Instruction Fetch stage

Step 2: Read source operands from RF

I type ⇒ op(6bit, 26~31) source(5bit, 21~25) destination(5bit, 16~20) immediate (16bit, 0~15)

⇒ 25:21번째 bit가 source operand이다!

Decode stage

Step 3: Sign-extend the immediate

15:0 번째 bit

Step 4: Compute the memory address

base address와 offset을 더해서 메모리 주소를 구한다.

Excution stage

Step 5: Read data from memory and write it back to register file

ALU의 연산 결과(메모리 주소)를 Data Memory의 input 으로 넣어 Memory에 저장 되어 있는 Data를 output으로 받아서 다시 Register에 써준다.

Memory stage → Write Back stage

Step 6: Determine address of next instruction

다음 명령어 수행을 위해 PC + 4

sw의 경우 ⇒ 저장할 위치 destination(writeData)도 읽어야 한다! 20:16 번째 bit

Exercise 2PC의 주소에 따라서 0x00002000주소를 instruction memory에 input으로 넣는다.100011 / 01000(source) / 01001(destination) / 0000000000000000(immediate)
1. OP코드로 보아 lw 명령어이다
2. source : 01000 = 0x8
3. destination : 01001 = 0x9
4. immediate : 0x0
→ 0x9 번 레지스터에 0x12345678을 덮어쓴다!
1. OP코드 ⇒ sw
2. source: 01000 = 0x8
3. destination: 00100 = 0x9
4. immediate = 0x4
sw에서는 write back이 필요 없다
101011 / 00100(source) / 01001(destination) / 00000000000000100(immediate)
다음 명령어 : PC + 4

Single-Cycle Datapath : R-type

rs, rt에서 read함
ALU 결과를 register file에 write
Write to rd
RegDst = 1 / ALUSrc = 0 / MemtoReg = 0
RegDst : R type일 때 1 / I type일 때 0

R type이냐 I type이냐에 따라서 읽어야 할 자리가 달라진다. 둘 다 rd

20:16[destinaion](I) VS 15:11[destination](R) ⇒ MUX와 RegDst 컨트롤 시그널에 의해서 결정한다!

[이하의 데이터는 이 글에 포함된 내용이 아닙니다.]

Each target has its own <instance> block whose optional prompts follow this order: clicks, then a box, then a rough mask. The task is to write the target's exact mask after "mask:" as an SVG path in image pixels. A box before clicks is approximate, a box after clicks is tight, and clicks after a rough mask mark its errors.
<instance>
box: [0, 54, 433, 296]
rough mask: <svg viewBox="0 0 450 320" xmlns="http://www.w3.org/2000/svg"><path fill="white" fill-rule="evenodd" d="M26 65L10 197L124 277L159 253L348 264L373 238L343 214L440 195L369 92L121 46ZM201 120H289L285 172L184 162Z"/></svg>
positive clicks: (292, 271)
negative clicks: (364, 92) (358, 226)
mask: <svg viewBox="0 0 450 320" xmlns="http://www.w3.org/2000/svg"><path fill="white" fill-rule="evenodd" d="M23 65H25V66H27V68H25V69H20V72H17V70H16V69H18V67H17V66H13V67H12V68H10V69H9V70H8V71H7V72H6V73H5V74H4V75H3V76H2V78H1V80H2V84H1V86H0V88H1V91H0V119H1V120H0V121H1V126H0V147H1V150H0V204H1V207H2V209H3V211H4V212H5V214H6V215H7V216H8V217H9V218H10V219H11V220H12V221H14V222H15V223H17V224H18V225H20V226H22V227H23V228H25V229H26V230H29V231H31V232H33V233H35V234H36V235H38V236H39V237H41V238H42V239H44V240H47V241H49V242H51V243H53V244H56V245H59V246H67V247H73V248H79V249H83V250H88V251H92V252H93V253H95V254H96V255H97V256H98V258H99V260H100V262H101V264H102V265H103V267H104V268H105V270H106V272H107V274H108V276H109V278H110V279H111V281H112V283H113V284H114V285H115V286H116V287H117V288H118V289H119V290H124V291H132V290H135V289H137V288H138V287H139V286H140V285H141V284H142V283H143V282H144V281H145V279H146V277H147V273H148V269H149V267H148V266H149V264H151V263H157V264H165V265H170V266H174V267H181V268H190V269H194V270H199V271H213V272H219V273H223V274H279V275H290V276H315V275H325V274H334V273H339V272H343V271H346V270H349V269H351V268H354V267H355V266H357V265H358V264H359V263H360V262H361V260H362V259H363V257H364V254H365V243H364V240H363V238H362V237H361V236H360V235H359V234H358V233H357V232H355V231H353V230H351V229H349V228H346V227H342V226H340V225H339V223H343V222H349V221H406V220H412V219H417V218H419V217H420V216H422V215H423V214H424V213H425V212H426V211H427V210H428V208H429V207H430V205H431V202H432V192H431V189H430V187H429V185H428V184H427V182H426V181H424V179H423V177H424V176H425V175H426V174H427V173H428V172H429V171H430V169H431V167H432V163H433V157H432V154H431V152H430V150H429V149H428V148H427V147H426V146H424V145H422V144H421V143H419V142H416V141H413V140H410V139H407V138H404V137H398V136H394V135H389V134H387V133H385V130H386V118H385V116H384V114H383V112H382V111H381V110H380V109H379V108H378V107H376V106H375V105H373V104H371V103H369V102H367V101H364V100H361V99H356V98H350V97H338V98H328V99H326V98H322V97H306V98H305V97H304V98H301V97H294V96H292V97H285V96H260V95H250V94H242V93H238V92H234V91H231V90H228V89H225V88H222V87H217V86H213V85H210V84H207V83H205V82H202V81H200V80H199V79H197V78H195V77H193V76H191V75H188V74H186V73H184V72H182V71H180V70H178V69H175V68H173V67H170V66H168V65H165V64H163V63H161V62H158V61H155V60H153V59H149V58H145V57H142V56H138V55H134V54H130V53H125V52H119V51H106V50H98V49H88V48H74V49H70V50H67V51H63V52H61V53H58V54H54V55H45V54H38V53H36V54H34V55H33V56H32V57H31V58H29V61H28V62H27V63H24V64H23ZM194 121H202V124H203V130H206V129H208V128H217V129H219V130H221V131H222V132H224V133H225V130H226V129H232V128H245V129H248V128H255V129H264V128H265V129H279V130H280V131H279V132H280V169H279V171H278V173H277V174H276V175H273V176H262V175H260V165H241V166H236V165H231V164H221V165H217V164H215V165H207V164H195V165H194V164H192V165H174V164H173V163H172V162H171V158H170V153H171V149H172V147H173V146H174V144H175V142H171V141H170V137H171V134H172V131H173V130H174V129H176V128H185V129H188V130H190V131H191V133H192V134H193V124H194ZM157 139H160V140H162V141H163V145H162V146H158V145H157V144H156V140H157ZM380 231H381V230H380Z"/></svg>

ALUSrc : R type일 때 0 → RD2를 ALU의 SrcB로 들어가게끔 한다

R type 명령어의 경우 다른 register도 source가 될 수 있기 때문에 MUX를 통해서 Immediate를 가져오는 I type과 구분 지어야 한다!

MemtoReg : R type일 때 0 → 메모리를 건너 뛴다

R type의 경우 메모리를 건너뛰고 바로 register에 write back을 하기 위해 MUX가 위치한다.

Exercise 3

Single-Cycle Datapath : beq

rs에 있는 값과 rt에 있는 값이 같은지 비교
branch target address, BTA = (sign-extended immediate << 2) + PC*4

Single-Cycle Processor : Control Unit

instruction을 받아서 OP 코드와 function 코드를 보고서 필요한 control 신호들을 생성해서 넣어준다

Single-Cycle Control

ALU review

Control Unit : ALU Decoder

Main Decoder에서 ALUOP라는 신호를 만들고, ALU Decoder에서 이를 보고 Decoding한다

Control Unit : Main Decoder

RegWrite : register file에 무언가를 write 하는가? 맞으면 1 / 아니면 0
RegDst : R type이냐 I type이냐에 따라서 destination register 위치가 다름. R type=1 / I type= 0
AluSrc : Alu의 source로 immediate가 들어가는가(1) / register가 들어가는가(0)
Branch : branch instruction 이면 1 / 아니면 0
MenWrite : memory에 write 하는가? 맞으면 1 / 아니면 0
MemtoReg : RF에 write할 data가 memory에서 오는가(1) / ALU에서 오는가(0)
ALUOp : Main decoder가 ALU decoder쪽으로 알려주는 신호
Jump : 점프 instrcution인가?

sw의 경우 Destination이 무엇이 되든지 상관 없으므로 Don’t care로 들어간다

마찬가지로 무엇이 되든지 상관없는 경우에는 Don’t care로 들어간다

Single-Cycle Datapath : or

파란 점선으로 표시된 것이 해당 instruction의 Data path이다.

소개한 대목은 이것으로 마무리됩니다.